Eiser betwist verder het oordeel over zijn functioneren en stelt dat hij niet ongeschikt is voor de functie van [functie 3] VVH. Eiser stelt dat er geen feitelijke onderbouwing is voor de conclusie van verweerder dat hij al vanaf 2006 niet goed functioneerde. Hij wijst erop dat hij met ingang van 1 januari 2011 op basis van goed functioneren is bevorderd van de aanloopschaal 9 naar de functieschaal 10, in 2012 gevolgd door een voldoende beoordeling in deze functie. Eiser meent dat verweerder onvoldoende rekening heeft gehouden met zijn gezondheidsklachten, het onverwachte overlijden van zijn zus alsook met zijn OR werkzaamheden en taken BHV. Eiser vreest dat zijn kritisch optreden als OR-lid ook te maken heeft met de opstelling van zijn leidinggevende.
Eiser betoogt voorts dat hij onvoldoende ondersteuning en begeleiding heeft gehad en dat hij onvoldoende in staat is gesteld de benodigde opleidingen te volgen. Hij wijst er daarbij op dat hij in 2015 regelmatig heeft aangegeven dat zaken niet goed gingen. Eiser bestrijdt dat hij de doelstellingen niet heeft gehaald en merkt op dat hij ook (te) veel extra taken/opdrachten kreeg toebedeeld, met een hogere prioriteit, waardoor bestaande opdrachten moesten worden stilgezet. Eiser stelt dat hij die extra taken juist goed heeft volbracht.
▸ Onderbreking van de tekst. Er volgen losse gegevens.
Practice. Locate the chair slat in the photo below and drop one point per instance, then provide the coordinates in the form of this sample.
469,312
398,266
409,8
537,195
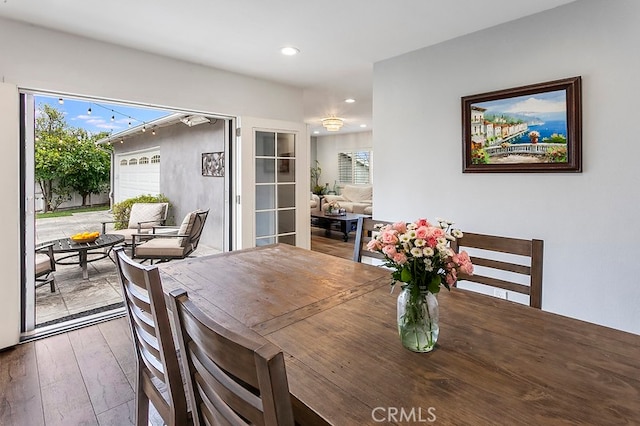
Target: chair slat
152,337
490,244
217,362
De beoordeling door de teamleider bij de afdeling [afdeling] mag volgens eiser niet worden meegewogen omdat zij nog maar zeer kort werkte bij verweerder en daarom zijn functioneren niet voldoende kon beoordelen. Eiser heeft er ook nog op gewezen dat was afgesproken dat de eindevaluatie op 1 december 2016 zou plaatsvinden, maar dat die termijn is bekort door het vertrek van de leidinggevende uit de organisatie. Verder meent hij dat verweerder hem al eerder een verbeterplan had moeten aanbieden en dat verweerder zorgvuldigheidshalve de mogelijkheid tot herplaatsing had moeten onderzoeken.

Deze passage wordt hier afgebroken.